Faculty Scholarly Dissemination Grants
A Cave Collapses into a Mountain: The Farcical and the Nonsensical in the Ming Vernacular Novel Xiyou ji
Department
Modern Languages & Literatures
College
College of Liberal Arts and Sciences
Date Range
2010-2011
Abstract
The farcical aspects of the Ming vernacular novel Xiyou ji have not been the topic of many academic studies. Literary scholars often promote the novel as a worthy work of literature by focusing on the religious and allegorical messages in the text. However, with this critical approach, there are important aspects of the novel left unexplored. This paper is a study of two cases in Xiyou ji where the narratives comically blend the refined with the crude, and the profound with the nonsensical in both language and content. One case is a doggerel, inserted in the narrative to describe a mountain scene, in which several interesting onomatopoeic phrases are used; the other is a burlesque on the Taoist concept of Immortal Embryo where Tripitaka and Pig become pregnant in the Nation of Women.
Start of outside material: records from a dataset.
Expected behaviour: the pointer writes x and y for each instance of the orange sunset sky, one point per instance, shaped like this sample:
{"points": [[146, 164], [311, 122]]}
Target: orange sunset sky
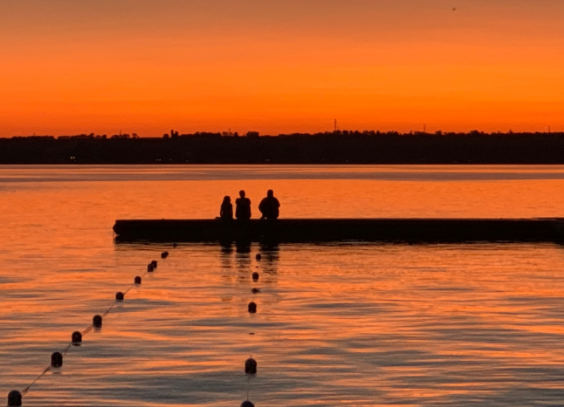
{"points": [[275, 66]]}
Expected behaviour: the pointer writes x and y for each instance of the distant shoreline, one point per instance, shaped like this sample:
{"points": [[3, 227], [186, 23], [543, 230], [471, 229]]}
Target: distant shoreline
{"points": [[341, 147]]}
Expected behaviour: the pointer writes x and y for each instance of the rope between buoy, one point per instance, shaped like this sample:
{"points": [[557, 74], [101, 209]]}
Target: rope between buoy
{"points": [[67, 348]]}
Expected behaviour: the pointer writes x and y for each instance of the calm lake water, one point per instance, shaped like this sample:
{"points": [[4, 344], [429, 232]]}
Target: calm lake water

The paper offers an analysis on how the novelist borrows from the popular and the crude to tease and challenge the Ming literary and cultural conventions in these two cases.
Conference Name
Annual Meeting of the American Oriental Society, Western Branch
Conference Location
Boulder, Colorado
ScholarWorks Citation
Liang, Yan, "A Cave Collapses into a Mountain: The Farcical and the Nonsensical in the Ming Vernacular Novel Xiyou ji" (2010). Faculty Scholarly Dissemination Grants. 143.